Ich warf einen kurzen Blick auf die offenbar gut gefüllte fremde Brieftasche in meiner Hand. „Heißt das an betreffender Stelle der Bibel nicht vielmehr: Du sollst nicht stehlen?“, entgegnete ich lächelnd. Die Anspannung der überstandenen Attacke der Räuberbande wich von mir. Der Angriff war vorüber, und von dem Mann Gottes hatte ich sicher nichts Ernsthaftes zu befürchten. Auch, so fiel mir ein, wenn ich bei früheren Reisen in dieser Gegend bereits leidlich andere Erfahrungen gemacht hatte.3

„Wie auch immer: Stehlen ist Sünde!“, sagte er bestimmend und verzog dabei seine eigenwillige Schnute. Er besaß darin Zähne wie Stifte, sorgsam voneinander durch sichtbare Zwischenräume getrennt.

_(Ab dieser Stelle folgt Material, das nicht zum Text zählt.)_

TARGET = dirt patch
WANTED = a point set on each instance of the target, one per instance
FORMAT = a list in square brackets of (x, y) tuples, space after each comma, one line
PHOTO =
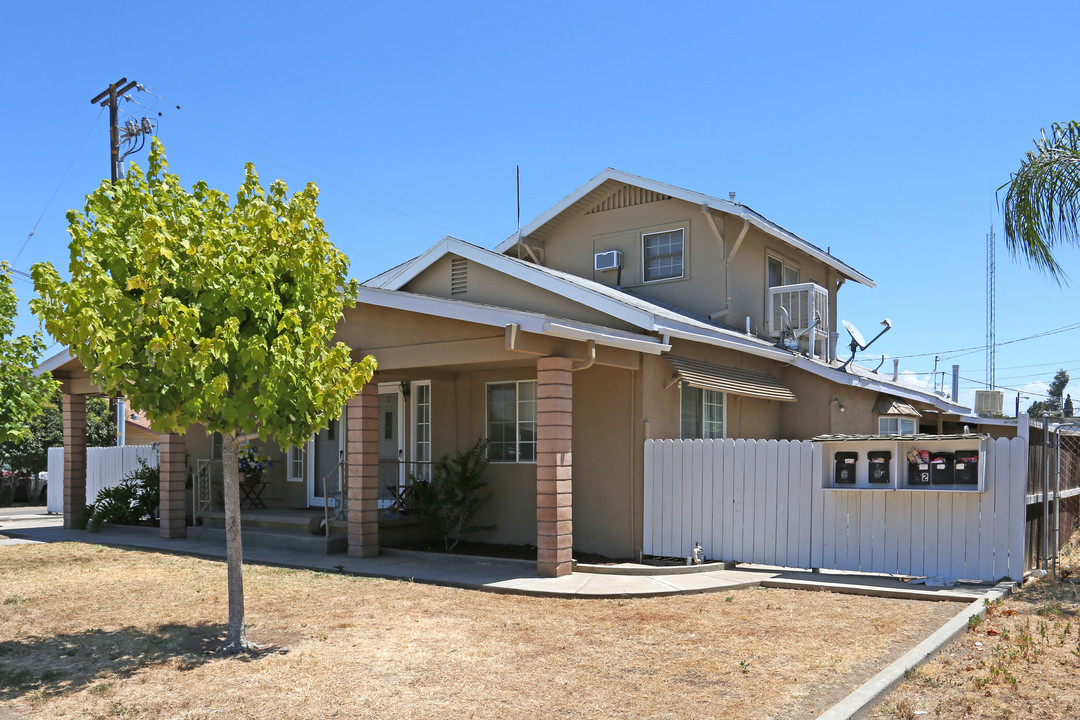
[(1021, 662), (97, 632)]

Der Zug verlangsamte nun die Fahrt und kehrte allmählich zu seiner normalen Geschwindigkeit zurück, während er in eine weite Kurve bog. Die Lokomotive stieß einen schrillen, lang anhaltenden Pfiff aus, als Dampf abgelassen und damit sogleich signalisiert wurde, dass die Gefahr überstanden war. Es klang fast zu freudig. Auch die letzten männlichen Passagiere erhoben sich daraufhin und die Ehemänner unter ihnen halfen ihren Damen auf. Vier der Passagiere in diesem Waggon würden sich allerdings nie mehr erheben, wie ein anwesender Arzt alsbald feststellen sollte. Wie viele es in den anderen Waggons letztlich waren, blieb zunächst unklar. Drei weitere hier hatten ebenfalls, wenn auch leichtere, Schusswunden oder solche von umherfliegenden Glassplittern davongetragen, die zu versorgen jener Doktor sich nun eilends anschickte.

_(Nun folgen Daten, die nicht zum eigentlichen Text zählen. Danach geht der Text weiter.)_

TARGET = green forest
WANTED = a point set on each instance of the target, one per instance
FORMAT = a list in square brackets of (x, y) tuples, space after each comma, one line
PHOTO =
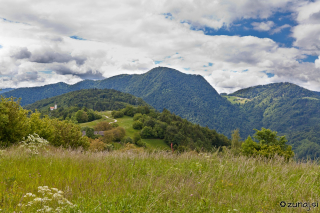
[(283, 107)]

Es herrschte fortan unter den übrigen Passagieren eine erhebliche Aufgeregtheit nach den soeben erlebten Geschehnissen. Überall wurde schnell, zumeist in amerikanischen oder englischen Mundarten, jedoch auch in anderen europäischen Sprachen, durcheinandergeredet. Offenbar erörterte man dabei vor allem die Frage, ob man denn nun mit dem Zug anhalten oder lieber so schnell wie möglich die nächste Station erreichen solle. Diese lag allerdings immer noch etwa eineinhalb Reisestunden entfernt, aber ich hörte kaum hin und wandte mich wieder an den Prediger.

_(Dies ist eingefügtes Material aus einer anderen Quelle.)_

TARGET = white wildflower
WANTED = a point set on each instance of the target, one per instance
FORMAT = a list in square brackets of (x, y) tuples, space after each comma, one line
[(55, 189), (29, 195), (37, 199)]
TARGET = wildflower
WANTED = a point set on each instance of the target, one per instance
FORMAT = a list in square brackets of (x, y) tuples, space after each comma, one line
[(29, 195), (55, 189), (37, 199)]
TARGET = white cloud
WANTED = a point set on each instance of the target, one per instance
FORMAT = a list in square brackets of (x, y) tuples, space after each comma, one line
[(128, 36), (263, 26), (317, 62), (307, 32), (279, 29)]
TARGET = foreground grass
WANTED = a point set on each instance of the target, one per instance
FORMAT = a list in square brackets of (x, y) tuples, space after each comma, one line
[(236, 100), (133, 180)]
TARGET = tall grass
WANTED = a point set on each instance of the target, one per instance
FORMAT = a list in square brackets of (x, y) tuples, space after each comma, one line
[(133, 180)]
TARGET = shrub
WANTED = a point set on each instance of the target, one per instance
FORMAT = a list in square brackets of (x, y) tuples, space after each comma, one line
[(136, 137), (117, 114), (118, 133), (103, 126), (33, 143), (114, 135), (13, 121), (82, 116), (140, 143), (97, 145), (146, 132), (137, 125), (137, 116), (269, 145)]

„Wir sollten uns lieber ebenfalls erst einmal um die anderen Fahrgäste kümmern. Sicher benötigt mancher nicht nur medizinischen, sondern auch seelischen Beistand!“, forderte ich in Anbetracht des herrschenden Tohuwabohus den Mann Gottes auf. Leider waren solche Überfälle auf Eisenbahnen und Kutschen in dieser rauen Gegend keine Einzelfälle, und immer wieder gab es dabei Tote und Verletzte zu beklagen – und trauernde Hinterbliebene. Diesmal schien es einigermaßen glimpflich ausgegangen zu sein. Einigermaßen!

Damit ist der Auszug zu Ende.